I let my head fall back. Here it comes. The guilt trip.

“I just don’t get it, Annie,” she says. “I don’t understand why you don’t miss me the way I miss you. And I really don’t understand why you’d rather hang out with Courtney and Larissa than with me.”

“Jessie, give me a break.”

“What? I’m being serious. I just want to know!”

“I didn’t choose them over you. You’re choosing avoiding them over me!”

“That doesn’t even make any sense.”

“It does! You’re the one who walked away. You’re so stubborn about not forgiving them for something that happened in seventh grade that you would deny yourself all the fun just to make a point.”

“They’re horrible to me, Annie. I don’t know how you can just forgive them for that. If someone had tormented you throughout middle school, I wouldn’t betray you by going out and making friends with them.”

“I’m not betraying you, Jess. You’re so melodramatic! Court and Larissa apologized to you and are trying to make it up to you. You just refuse to listen.”

“Yeah, right. You heard what Courtney said to me. You see how she treats me. And you think I should be okay with it just because she’s Courtney. I’m sorry, Annie, but I don’t see this fabulous person that you claim is underneath all her bitchiness. I just see a bitch.”

I look at her, standing there with her hands on her hips, full of self-righteous anger. She suddenly feels so far away, and it makes me sad. “You want to know the truth, Jess?” I ask softly. “I do miss you. But not this you. I miss my friend from the beginning of school. The one who knew how to let loose and have a good time. The one who was adventurous and smart and funny. We don’t laugh together anymore. Doesn’t that bother you?”

Her lips go white. “We don’t do anything together anymore, Annie,” she says. “That’s what bothers me.”

“How can you even say that? I’m here right now, Jessie. Right now! And all you want to do is talk about Courtney and make me feel guilty for having other friends. You make it so much work to spend time with you. I feel like I’m always walking on eggshells—like if I do or say the wrong thing, you’ll get upset. And it’s not fair that you’re making me choose between spending time with you and being friends with Courtney and Larissa. If you weren’t so stubborn, we could all be friends.”

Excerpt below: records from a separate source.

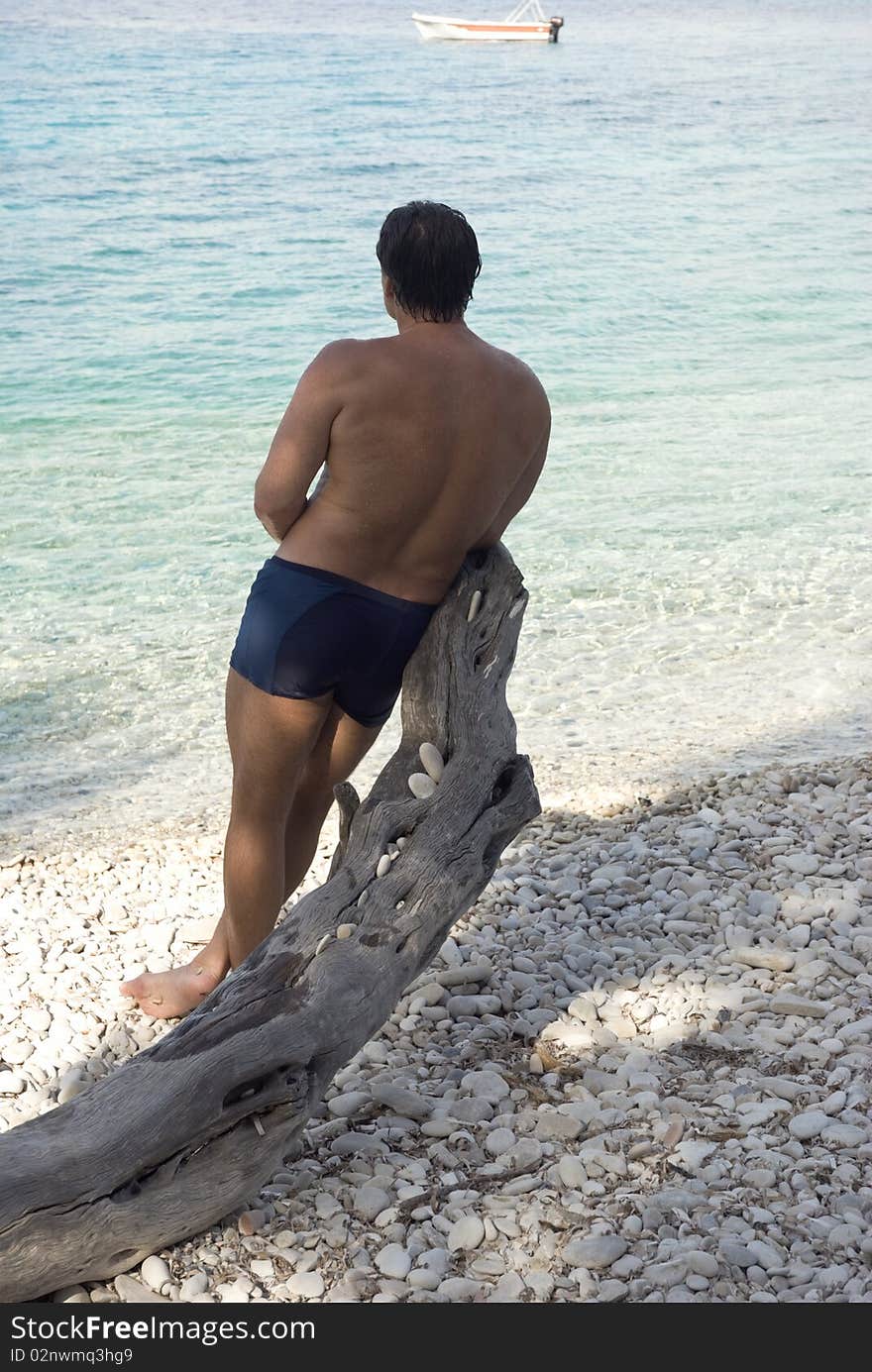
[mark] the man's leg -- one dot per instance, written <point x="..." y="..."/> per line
<point x="341" y="747"/>
<point x="271" y="740"/>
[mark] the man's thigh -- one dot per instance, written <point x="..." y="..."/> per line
<point x="271" y="740"/>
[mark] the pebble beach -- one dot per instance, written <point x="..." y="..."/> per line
<point x="640" y="1068"/>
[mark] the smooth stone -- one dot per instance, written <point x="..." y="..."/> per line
<point x="466" y="1233"/>
<point x="250" y="1221"/>
<point x="797" y="1005"/>
<point x="393" y="1261"/>
<point x="71" y="1296"/>
<point x="348" y="1104"/>
<point x="370" y="1201"/>
<point x="422" y="787"/>
<point x="134" y="1291"/>
<point x="431" y="760"/>
<point x="809" y="1124"/>
<point x="551" y="1124"/>
<point x="195" y="1285"/>
<point x="595" y="1253"/>
<point x="487" y="1086"/>
<point x="399" y="1100"/>
<point x="308" y="1285"/>
<point x="498" y="1140"/>
<point x="156" y="1272"/>
<point x="572" y="1171"/>
<point x="459" y="1289"/>
<point x="348" y="1143"/>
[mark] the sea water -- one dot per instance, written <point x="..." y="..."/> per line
<point x="673" y="211"/>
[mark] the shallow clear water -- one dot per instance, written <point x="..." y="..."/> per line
<point x="673" y="209"/>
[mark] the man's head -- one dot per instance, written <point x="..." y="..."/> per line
<point x="429" y="259"/>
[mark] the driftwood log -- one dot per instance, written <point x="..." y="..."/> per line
<point x="188" y="1129"/>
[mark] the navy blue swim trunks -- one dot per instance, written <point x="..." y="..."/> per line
<point x="306" y="631"/>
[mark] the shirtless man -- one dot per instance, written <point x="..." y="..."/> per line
<point x="431" y="441"/>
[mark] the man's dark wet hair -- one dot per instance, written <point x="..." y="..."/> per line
<point x="430" y="256"/>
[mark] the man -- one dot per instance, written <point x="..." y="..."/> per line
<point x="431" y="441"/>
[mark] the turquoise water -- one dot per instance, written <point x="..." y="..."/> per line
<point x="673" y="209"/>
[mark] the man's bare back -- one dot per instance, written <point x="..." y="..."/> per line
<point x="433" y="442"/>
<point x="429" y="444"/>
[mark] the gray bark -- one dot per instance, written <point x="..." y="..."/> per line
<point x="167" y="1144"/>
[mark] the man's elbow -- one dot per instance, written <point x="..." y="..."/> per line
<point x="270" y="508"/>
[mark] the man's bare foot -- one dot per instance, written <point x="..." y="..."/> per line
<point x="164" y="995"/>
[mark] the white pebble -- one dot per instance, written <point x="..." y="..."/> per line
<point x="431" y="760"/>
<point x="422" y="785"/>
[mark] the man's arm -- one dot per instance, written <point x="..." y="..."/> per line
<point x="301" y="442"/>
<point x="519" y="494"/>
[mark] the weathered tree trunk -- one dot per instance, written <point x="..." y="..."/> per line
<point x="188" y="1129"/>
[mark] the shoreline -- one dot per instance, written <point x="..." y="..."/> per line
<point x="637" y="1070"/>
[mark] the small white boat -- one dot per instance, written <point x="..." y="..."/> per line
<point x="527" y="22"/>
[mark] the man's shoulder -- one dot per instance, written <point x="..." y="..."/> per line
<point x="520" y="374"/>
<point x="346" y="357"/>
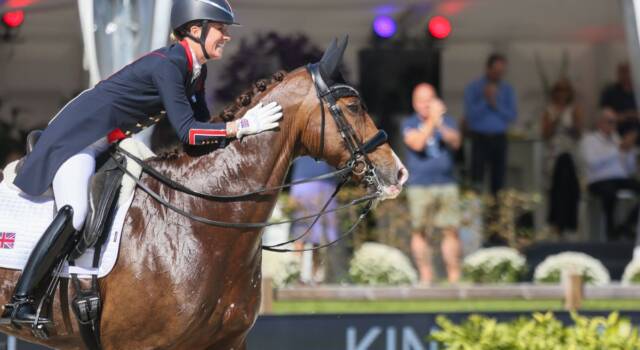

“They don’t want to be friends with me, Annie! And I don’t want to be friends with them. Why can’t you see that? Why are you trying so hard to force me to play nice with people who have been awful to me? I don’t want to forgive and forget. I just want to move on and make friends I can trust.”

“What’s that supposed to mean?”

“You see it, Annie. I know you do. You sit by and watch Courtney treat me like garbage and you do nothing about it. No, sorry—you make me feel guilty and like it’s my fault. I don’t like them, Annie, and I don’t like who you’re becoming when you’re around them.”

My whole body goes cold. “What I see, Jess, is a bunch of people who are bringing you into their group and treating you like anyone else. They’re not handling you like you’re fragile or damaged goods, which seems to be what you want in some kind of fucked-up way. You need to stop playing the victim all the time and crying every time someone looks at you sideways.” I’m so furious with her that my hands are shaking. “You’re right, I don’t rush to defend you or fight your battles for you. And do you want to know why? Because I see you as a strong and capable person, Jess, not as a pathetic loser who can’t stand up for herself.”

Her head snaps back as though I hit her. “I’m not playing the victim. I am the victim. And I can’t believe you’re blaming me for getting picked on. You’re not the person I thought you were, Annie.”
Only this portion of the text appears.